Part of the book series: Studien zur Politikwissenschaft ((SZP))

  • 198 Accesses

Zusammenfassung

Aussagen, die dem Abschmelzen von Parteibindungen ganz bestimmte unausweichliche Wirkungen auf die Stabilität des Wahlverhaltens in einer Gesellschaft zuschreiben, gehen wenigstens implizit von einer monokausalen Erklärung wechselnden Wahlverhaltens aus: eine (starke) Parteiloyalität führe zu stabilem Stimmverhalten, während parteipolitische Bindungslosigkeit mit fluktuierendem Wahlverhalten einhergehe. Der logischen Struktur dieser Aussagen kann eine empirische Analyse nur gerecht werden, wenn sie bei den Wählermotiven auf der Individualebene ansetzt. Sollte sich die Parteiidentifikation auf der Mikroebene empirisch als einzig bedeutsame Einflußgröße erweisen, wäre es gerechtfertigt, einen Anstieg der Wechselaktivität als unvermeidliche Begleiterscheinung eines Dealignments aufzufassen. Das politische Angebot, etwa in Form von Parteiprogrammen und Kandidaten, spielte in diesem Szenario keine Rolle für die Entwicklung der Wechselrate.

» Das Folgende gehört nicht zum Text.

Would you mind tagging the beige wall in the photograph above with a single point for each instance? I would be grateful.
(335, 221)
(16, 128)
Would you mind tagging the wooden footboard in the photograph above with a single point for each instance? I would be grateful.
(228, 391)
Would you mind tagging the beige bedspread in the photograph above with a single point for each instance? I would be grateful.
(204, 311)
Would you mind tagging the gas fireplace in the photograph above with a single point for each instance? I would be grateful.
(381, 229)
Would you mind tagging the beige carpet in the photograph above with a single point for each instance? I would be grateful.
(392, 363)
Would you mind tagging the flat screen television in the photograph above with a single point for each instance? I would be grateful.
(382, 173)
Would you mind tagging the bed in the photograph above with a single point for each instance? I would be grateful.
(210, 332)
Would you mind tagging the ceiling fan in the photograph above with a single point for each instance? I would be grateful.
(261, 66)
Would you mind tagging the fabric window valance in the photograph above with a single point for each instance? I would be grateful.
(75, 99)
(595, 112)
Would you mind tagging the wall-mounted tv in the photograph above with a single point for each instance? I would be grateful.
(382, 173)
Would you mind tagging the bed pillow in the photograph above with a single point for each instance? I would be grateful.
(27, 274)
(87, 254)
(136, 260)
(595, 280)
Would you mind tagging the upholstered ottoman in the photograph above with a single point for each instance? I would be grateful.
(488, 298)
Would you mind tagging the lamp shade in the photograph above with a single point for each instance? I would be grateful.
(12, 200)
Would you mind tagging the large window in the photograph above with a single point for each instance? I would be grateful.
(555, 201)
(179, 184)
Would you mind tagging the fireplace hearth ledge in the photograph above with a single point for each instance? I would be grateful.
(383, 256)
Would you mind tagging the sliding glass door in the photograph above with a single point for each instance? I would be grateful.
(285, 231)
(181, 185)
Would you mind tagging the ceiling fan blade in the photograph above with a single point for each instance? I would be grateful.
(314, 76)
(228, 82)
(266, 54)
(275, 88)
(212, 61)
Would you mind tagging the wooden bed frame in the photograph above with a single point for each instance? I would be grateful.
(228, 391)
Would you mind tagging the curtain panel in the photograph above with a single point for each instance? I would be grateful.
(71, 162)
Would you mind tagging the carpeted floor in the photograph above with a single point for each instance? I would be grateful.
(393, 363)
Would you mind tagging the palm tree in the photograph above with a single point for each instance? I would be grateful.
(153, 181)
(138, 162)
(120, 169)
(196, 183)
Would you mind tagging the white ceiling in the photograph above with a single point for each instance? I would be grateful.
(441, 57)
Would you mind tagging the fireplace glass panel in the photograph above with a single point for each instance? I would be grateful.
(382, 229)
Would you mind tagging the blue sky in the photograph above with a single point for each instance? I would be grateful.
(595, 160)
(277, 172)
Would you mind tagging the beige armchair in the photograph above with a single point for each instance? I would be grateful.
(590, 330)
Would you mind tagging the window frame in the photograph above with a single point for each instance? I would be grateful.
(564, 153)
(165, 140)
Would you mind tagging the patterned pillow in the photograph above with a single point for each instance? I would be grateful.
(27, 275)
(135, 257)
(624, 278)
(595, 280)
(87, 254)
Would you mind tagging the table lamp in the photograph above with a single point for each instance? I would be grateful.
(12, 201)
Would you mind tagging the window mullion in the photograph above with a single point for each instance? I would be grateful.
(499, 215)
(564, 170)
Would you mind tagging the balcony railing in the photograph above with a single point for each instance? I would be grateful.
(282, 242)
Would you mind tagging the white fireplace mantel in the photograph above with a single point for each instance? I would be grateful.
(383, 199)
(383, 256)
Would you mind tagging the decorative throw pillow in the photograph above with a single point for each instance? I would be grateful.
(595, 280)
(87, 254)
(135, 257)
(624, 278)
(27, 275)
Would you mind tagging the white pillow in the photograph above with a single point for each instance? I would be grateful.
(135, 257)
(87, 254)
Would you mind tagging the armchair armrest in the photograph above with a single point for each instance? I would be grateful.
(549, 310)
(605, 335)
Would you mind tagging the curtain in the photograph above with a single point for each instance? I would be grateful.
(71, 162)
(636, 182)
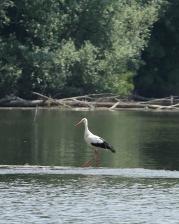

Erst wenn sich auf der Individualebene eine Wirkung von Einstellungskonflikten oder -änderungen nachweisen ließe, also der flexiblen Komponenten des sozialpsychologischen Mikromodells, die unmittelbar auf das politische Angebot reagieren können, wären die Aktivitäten auf der Angebotsseite als ein Faktor aufzufassen, der nicht nur Wähler, die ohnedies wechselten, in eine bestimmte Richtung lenkt, sondern die Verbreitung der Wechselwahl eigenständig beeinflussen kann, indem er parteigebundene Personen zum Wechsel bewegt und Parteilosen stabiles Stimmverhalten nahelegt.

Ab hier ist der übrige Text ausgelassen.